O desembargador explicou ainda que, embora tenha sido negado o envio das tropas, o cenário apresentado nos autos reforçava a necessidade de atenção dos órgãos de segurança. “A Corregedoria Eleitoral e o Ministério Público Eleitoral se manifestaram contra o envio de tropas federais. Após a análise, verificou-se que os fatos relatados estavam relacionados a conflitos familiares antigos, de cerca de 10 anos, e não justificavam a medida. Por isso, o pedido foi indeferido, com comunicação aos órgãos de segurança para que mantenham atenção especial na região. Esse pedido serve de mais uma prova dentro dos autos para que realmente se configure a necessidade de atuação do Ministério Público, da Polícia Federal nas eleições. Apenas fica o pedido para que a Polícia Federal, PRF, Polícia Militar e Civil tenham uma atenção especial, principalmente pela situação de criminalidade na região”, declarou.

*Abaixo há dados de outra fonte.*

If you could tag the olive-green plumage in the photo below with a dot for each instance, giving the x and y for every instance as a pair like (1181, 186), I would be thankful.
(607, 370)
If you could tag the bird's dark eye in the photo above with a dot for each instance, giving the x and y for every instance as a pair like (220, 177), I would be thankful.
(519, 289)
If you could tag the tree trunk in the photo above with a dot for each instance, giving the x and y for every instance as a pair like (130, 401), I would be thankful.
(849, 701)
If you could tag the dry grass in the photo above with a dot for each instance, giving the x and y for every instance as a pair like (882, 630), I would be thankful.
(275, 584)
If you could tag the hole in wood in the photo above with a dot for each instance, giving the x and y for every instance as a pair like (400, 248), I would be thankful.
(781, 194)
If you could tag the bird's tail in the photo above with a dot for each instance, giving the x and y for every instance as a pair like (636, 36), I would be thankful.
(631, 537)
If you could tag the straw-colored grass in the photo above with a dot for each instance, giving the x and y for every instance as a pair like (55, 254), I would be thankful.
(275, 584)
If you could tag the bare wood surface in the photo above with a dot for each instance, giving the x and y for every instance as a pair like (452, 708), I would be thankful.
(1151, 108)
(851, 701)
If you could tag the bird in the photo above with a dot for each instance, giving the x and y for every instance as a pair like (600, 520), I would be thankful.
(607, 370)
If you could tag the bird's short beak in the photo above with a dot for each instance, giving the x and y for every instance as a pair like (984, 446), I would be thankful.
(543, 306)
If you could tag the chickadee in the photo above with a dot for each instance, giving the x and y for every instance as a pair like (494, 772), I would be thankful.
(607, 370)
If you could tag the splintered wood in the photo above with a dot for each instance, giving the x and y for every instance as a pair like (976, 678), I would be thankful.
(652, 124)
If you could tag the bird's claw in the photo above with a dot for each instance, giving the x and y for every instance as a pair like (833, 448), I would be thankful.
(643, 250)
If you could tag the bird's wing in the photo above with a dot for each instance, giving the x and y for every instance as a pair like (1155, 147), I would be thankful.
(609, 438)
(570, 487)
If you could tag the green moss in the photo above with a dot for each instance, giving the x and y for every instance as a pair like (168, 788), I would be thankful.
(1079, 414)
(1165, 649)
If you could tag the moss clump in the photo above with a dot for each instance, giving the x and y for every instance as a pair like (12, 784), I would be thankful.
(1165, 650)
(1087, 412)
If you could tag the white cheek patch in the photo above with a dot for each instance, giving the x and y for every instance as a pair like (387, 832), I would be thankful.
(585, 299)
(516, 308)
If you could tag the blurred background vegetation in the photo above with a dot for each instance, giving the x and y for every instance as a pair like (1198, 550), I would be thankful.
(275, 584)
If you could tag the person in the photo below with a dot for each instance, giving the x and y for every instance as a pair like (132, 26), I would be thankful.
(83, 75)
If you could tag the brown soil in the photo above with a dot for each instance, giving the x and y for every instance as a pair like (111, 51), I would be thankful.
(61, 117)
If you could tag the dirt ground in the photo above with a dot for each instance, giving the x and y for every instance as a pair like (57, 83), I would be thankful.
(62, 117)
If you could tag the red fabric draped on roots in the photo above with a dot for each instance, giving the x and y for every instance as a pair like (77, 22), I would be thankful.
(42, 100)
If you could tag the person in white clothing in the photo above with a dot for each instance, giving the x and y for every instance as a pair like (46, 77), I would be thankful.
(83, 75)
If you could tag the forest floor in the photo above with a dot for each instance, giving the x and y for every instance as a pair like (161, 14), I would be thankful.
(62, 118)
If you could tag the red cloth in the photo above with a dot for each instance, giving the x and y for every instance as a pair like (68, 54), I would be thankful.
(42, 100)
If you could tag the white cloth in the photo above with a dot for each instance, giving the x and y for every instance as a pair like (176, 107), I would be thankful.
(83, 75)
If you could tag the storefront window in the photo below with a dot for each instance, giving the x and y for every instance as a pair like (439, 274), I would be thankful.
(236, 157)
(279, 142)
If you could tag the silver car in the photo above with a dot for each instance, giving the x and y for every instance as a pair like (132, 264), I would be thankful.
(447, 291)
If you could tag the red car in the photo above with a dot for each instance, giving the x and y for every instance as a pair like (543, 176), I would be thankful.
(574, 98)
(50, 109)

O vice-presidente e Corregedor eleitoral do TRE-PB, desembargador João Benedito, acompanhou o entendimento do relator e confirmou o resultado do julgamento. “Então, vamos proclamar o resultado: indeferiu-se o pedido nos termos do voto do relator, por unanimidade”, disse durante a sessão. O desembargador Hermes também acompanhou o voto e observou a necessidade de ajuste na redação do julgamento para deixar claro que houve indeferimento do pedido, e não apenas homologação da desistência.
O procurador regional eleitoral, Marcos Nóbrega, ressaltou que a decisão dos próprios magistrados eleitorais ocorreu após reuniões promovidas pelo TRE-PB com representantes das zonas eleitorais e órgãos de segurança. “Os próprios magistrados chegaram à conclusão de que não era necessária a força policial federal. Foi uma reunião em que houve uma discussão clara, aberta, inclusive com as forças de segurança e com o Exército”, afirmou. Em Bayeux, o pedido de tropas havia sido relacionado à possibilidade de atuação de facções criminosas durante o processo eleitoral, enquanto em Piancó o argumento apresentado envolvia o acirramento político local. Mesmo sem o reforço federal, o TRE-PB determinou que Polícia Militar, Polícia Civil e demais órgãos mantenham atenção especial nos dois municípios durante o período eleitoral.